Le Comité des Observateurs des Droits de l’Homme (CODHO) a constaté que les Cours et Tribunaux tant civils que militaires ont appliqué ce Décret-loi d’une manière sélective de telle sorte que certains détenus et prisonniers continuent à garder leurs cellules alors qu’ils devaient être libres depuis le mois d’avril.
Bien plus, ce Décret-loi n’a pas été appliqué dans les provinces aussi bien sous contrôle Gouvernemental que sous contrôle des anciens mouvements rebelles :RCD/GOMA, MLC, RCD/K-ML, RCD-N, Maï-Maï, etc.
Afin de participer à la réalisation de la réconciliation nationale, et l’apaisement des esprits et d’éliminer toute forme de discrimination, le CODHO a organisé cet Atelier auquel il a convié des hauts magistrats civils et militaires, des scientifiques, des avocats, des journalistes et des défenseurs des droits de l’homme pour réfléchir sur un projet de loi d’amnistie à proposer à l’Assemblée nationale avant sa première session.(liste des participants en annexe).

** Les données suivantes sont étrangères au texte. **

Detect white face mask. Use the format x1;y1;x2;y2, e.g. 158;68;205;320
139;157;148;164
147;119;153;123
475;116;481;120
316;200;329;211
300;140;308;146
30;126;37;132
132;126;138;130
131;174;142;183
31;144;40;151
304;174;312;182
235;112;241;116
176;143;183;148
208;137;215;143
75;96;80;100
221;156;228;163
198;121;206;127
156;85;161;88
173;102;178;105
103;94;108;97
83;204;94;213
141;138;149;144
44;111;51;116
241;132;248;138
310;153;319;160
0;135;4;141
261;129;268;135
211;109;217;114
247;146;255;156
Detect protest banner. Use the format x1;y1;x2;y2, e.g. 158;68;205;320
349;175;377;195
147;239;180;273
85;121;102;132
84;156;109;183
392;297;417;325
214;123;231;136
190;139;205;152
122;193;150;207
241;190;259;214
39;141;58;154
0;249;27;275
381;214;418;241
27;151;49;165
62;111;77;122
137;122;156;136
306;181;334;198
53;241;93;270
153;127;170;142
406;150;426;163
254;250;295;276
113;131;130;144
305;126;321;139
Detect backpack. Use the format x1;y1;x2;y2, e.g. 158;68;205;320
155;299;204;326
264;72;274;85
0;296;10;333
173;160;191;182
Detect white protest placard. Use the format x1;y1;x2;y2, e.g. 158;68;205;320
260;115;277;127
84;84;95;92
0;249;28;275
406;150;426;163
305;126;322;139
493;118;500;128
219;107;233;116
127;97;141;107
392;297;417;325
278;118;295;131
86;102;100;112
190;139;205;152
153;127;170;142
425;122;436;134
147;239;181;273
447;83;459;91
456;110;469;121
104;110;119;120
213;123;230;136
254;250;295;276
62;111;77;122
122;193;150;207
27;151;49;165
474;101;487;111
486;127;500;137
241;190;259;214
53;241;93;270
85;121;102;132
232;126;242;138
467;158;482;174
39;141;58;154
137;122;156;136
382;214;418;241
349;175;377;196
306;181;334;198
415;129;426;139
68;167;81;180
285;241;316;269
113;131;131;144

Cet Atelier s’est déroulé au Centre Culturel BOBOTO situé dans la commune de la Gombe à Kinshasa le 3O juillet 2OO3 de 10 heures à 15 heures sous la modération de Me Willy WENGA ,Avocat et chargé des questions juridiques à l’African center for peace and democracy(ACPD).
Pour organiser cet atelier le CODHO a bénéficié du soutient de Initiative Congolaise pour le sauvetage de Goma (ICG-Kinshasa) et du soutien financier de la coopération allemande/GTZ en RDC.
2. DEROULEMENT DES ACTIVITES
Les travaux de l’Atelier se sont déroulés en deux phases à savoir :
- les communications portant sur le Décret-loi présidentiel n°003/001 d’amnistie ;
- les travaux en carrefours et la production du texte d’un avant-projet de loi d’amnistie.
2.1. Communications (Exposés)
Quatre communications précédées du mot de circonstance de M.N’Sii LUANDA, président du CODHO ont été programmées :
- Décret-loi n°003/001 du 15 avril 2003 : analyse de sa lettre et de son esprit. Cette communication a été donnée par le Professeur MAZYAMBO MAKENGO de l’Université de Kinshasa et Avocat au barreau de Kinshasa - Gombe.
- Décret-loi n°003/001 du 15 avril 2003 : évaluation de son application par les juridictions civiles. Cette communication a été donnée par l’Avocat Général de la
République KATWALA KABA KASHALA au nom du Procureur Général de la République, empêché.
- Décret-loi n°003/001 du 15 avril 2003 : évaluation de son application par les juridictions militaires. Celle-ci a été donnée par Maître Marcel WETSH’OKONDA Avocat au barreau de Kinshasa - Gombe.
- De l’amnistie en droit congolais et en droit comparé. Celle-ci a donnée le Professeur LUZOLO BAMBI de l’Université de Kinshasa, Avocat au Barreau de Kinshasa - Gombe et Président de la Commission de réforme de droit congolais.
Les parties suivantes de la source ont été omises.